= Orders, decorations, and medals of Slovakia =

Slovakia has a system of orders and decorations for citizens who do great deeds for the country. With the exception of the Order of the White Double Cross, all the orders are reserved for Slovak citizens. Below is a list of national decorations, in order of importance:

==Order of the White Double Cross==
The Order of the White Double Cross is conferred only upon foreign citizens:
- for the comprehensive development of relations between the state whose citizens they are, and the Slovak Republic
- for the empowerment of the Slovak Republic's position in international relations
- for meeting the foreign policy priorities of Slovakia
- for otherwise outstanding achievement in the benefit of the Slovak Republic
- for the outstanding spread of the good reputation of Slovakia abroad

The medal of this order consists of a double white cross on a red background; the ribbon is blue with a red central stripe.
The Order of the White Double Cross is divided into three classes: 1st, 2nd, and 3rd.

==Order of Andrej Hlinka==
The Order of Andrej Hlinka, named after the Slovak priest and politician, is conferred upon Slovak citizens "for special merit in the establishment of the Slovak Republic". It is symbolized by a medallion with a central white cross pattée; Hlinka's profile is in the center of the cross. The ribbon is blue with a central stripe. The Order of Andrej Hlinka is divided into three classes: 1st, 2nd, and 3rd.

==Order of Ľudovít Štúr==
The Order of Ľudovít Štúr, named after the Slovak poet, philosopher, politician, and writer, is conferred upon Slovak citizens:
- for defending Slovak democracy and its development
- for defending human rights and freedoms
- for the defense and security of the Slovak Republic
- for special achievements in politics, management, and governance of the country
- for development of the economy, local authority, science and technology, education, culture, arts, sports, and social affairs
- for spreading the good reputation of Slovakia abroad

The medal of this order consists of Štúr's head on a red background; the ribbon is half white, half red, with a blue central stripe.
The Order of Ľudovít Štúr is divided into three classes: 1st, 2nd, and 3rd.

==Milan Rastislav Štefánik Cross==
The Milan Rastislav Štefánik Cross, named after the Slovak politician, aviator, and astronomer, is awarded to Slovak citizens "for risking their life to defend Slovakia, for risking their life to save another person's life, or for risking their life to save material values". The medal consists of Štefánik's head on a pale blue background; the ribbon is pale blue.
The Milan Rastislav Štefánik Cross is divided into three classes: 1st, 2nd, and 3rd.

==Pribina Cross==
The Pribina Cross, named after the 9th-century prince of Nitra, is awarded to Slovak citizens for "special merit for economic, social, or cultural development of the Slovak Republic". The medal consists of Pribina's head on a red background; the ribbon is dark red with a central crown.
The Pribina Cross is divided into three classes: 1st, 2nd, and 3rd.

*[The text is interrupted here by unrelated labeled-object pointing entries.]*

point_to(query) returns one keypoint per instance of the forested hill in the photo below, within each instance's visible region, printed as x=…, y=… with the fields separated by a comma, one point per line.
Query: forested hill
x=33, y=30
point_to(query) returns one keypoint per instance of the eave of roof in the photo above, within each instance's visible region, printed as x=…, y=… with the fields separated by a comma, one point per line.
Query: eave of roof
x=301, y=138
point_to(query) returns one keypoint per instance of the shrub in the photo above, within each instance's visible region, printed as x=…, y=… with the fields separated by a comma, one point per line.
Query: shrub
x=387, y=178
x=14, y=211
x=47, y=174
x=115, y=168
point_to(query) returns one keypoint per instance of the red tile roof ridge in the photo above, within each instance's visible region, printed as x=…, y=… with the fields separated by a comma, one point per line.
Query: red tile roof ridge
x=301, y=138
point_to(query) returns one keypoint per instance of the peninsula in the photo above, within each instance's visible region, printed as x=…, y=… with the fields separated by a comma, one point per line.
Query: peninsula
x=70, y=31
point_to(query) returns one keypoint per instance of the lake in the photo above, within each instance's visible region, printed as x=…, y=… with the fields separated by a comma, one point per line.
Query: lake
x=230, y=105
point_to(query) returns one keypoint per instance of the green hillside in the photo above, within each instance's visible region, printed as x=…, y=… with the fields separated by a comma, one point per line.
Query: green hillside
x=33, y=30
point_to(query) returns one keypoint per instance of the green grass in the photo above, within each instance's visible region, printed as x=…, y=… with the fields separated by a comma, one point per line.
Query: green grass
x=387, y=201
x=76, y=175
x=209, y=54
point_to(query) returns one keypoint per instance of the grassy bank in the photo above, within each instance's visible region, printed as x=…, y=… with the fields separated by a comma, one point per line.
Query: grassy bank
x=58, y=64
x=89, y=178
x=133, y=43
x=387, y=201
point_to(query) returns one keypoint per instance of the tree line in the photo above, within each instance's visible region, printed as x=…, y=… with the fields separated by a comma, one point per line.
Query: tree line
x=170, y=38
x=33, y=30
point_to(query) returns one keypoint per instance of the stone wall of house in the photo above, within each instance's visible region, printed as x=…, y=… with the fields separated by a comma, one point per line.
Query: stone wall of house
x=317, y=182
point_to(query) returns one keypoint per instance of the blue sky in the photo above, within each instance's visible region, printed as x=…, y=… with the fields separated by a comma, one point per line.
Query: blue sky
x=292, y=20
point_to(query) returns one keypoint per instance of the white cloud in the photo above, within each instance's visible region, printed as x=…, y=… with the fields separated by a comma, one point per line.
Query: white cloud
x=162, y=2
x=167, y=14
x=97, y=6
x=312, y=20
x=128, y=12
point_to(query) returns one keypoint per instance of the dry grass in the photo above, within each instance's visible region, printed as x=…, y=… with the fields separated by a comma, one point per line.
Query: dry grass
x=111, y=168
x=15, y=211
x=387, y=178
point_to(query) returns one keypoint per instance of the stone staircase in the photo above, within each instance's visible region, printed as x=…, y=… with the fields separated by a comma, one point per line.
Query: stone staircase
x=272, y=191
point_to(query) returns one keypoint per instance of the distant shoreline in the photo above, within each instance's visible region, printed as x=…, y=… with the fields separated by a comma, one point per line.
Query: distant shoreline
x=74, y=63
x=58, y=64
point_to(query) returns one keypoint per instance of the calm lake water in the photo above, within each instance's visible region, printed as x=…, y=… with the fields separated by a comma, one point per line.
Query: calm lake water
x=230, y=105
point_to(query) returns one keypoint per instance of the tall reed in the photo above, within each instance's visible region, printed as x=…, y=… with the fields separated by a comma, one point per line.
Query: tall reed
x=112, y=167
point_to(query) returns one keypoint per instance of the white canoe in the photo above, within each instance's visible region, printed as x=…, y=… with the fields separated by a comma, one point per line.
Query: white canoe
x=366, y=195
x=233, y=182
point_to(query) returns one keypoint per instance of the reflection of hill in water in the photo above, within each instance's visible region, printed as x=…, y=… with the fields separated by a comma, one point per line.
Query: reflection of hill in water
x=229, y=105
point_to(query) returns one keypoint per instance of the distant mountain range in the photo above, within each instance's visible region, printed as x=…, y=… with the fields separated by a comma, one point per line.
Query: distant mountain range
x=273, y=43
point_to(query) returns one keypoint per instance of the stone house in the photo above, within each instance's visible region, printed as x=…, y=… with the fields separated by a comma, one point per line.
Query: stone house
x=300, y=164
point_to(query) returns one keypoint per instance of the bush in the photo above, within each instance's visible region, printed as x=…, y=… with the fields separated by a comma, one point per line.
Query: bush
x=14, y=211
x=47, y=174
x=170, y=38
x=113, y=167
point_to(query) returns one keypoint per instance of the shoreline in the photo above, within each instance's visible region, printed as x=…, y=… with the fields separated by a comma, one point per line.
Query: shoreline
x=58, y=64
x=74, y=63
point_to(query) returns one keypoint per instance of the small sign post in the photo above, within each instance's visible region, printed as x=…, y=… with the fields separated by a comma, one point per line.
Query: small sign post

==Medal of the President of the Slovak Republic==
The Medal of the President of the Slovak Republic is awarded to Slovak and foreign citizens:
- for significant merit in the management and governance of the country
- for development of the defense and security of Slovakia
- for development of the economy, local authority, science and technology, education, culture, arts, sport, and social affairs
- for spreading the good reputation of Slovakia abroad

==Medal for Bravery==
The Medal for Bravery is awarded to Slovak soldiers "for military bravery or valor".

==Cross of the President of the Slovak Republic==
The Cross of the President of the Slovak Republic, controversially established in 2001 by president Rudolf Schuster, is awarded for "extraordinary merits to the Slovak Republic, its establishment, development, and good name abroad; for the observance and protection of fundamental rights and freedoms; for the development of democracy, including ensuring the proper functioning of constitutional bodies; for development, especially in the fields of defense and security, economy, science, and technology; in the social field; in the fields of education, culture, art, and sport; and for saving human life and material values". The decoration was discontinued in 2004, upon the end of Schuster's presidency. It was divided into two classes.

==Medal for Services to Slovak Diplomacy==
The Medal for Services to Slovak Diplomacy is the highest decoration of the Slovak Ministry of Foreign and European Affairs. It is awarded for merits to foreign affairs.